### The First Law of Complexodynamics

Friday, September 23rd, 2011A few weeks ago, I had the pleasure of attending FQXi’s Setting Time Aright conference, part of which took place on a cruise from Bergen, Norway to Copenhagen, Denmark. (Why aren’t theoretical computer science conferences ever held on cruises? If nothing else, it certainly cuts down on attendees sneaking away from the conference venue.) This conference brought together physicists, cosmologists, philosophers, biologists, psychologists, and (for some strange reason) one quantum complexity blogger to pontificate about the existence, directionality, and nature of time. If you want to know more about the conference, check out Sean Carroll’s *Cosmic Variance* posts here and here.

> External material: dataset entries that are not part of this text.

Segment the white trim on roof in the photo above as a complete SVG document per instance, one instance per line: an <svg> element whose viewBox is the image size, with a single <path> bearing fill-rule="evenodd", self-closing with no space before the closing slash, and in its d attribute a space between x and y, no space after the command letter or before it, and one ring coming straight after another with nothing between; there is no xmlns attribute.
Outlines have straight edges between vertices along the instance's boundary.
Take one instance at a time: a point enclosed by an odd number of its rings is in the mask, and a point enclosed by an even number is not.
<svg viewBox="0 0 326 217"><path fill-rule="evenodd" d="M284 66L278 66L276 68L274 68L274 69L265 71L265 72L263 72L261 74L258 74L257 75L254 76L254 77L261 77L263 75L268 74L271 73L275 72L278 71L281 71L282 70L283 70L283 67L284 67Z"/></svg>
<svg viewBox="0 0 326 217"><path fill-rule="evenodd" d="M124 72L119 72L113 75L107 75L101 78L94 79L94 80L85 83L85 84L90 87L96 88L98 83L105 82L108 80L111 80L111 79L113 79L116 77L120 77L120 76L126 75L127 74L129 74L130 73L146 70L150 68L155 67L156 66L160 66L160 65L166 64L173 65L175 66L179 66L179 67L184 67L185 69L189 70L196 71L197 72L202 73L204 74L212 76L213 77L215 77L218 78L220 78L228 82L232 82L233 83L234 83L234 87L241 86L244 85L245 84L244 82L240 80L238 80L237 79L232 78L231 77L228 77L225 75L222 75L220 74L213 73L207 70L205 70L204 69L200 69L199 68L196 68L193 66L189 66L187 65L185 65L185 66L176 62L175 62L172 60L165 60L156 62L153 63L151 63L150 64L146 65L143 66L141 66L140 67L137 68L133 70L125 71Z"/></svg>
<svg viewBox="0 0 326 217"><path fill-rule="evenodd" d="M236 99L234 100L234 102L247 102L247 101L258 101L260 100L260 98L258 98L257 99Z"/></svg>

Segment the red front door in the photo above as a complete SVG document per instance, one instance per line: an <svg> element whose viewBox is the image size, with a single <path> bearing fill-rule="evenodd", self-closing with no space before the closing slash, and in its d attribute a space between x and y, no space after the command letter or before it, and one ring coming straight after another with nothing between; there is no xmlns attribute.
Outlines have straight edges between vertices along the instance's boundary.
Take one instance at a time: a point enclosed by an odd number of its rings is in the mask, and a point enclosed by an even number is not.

Sean also delivered the opening talk of the conference, during which (among other things) he asked a beautiful question: *why does “complexity” or “interestingness” of physical systems seem to increase with time and then hit a maximum and decrease, in contrast to the entropy, which of course increases monotonically?*

My purpose, in this post, is to sketch a possible answer to Sean’s question, drawing on concepts from Kolmogorov complexity. If this answer has been suggested before, I’m sure someone will let me know in the comments section.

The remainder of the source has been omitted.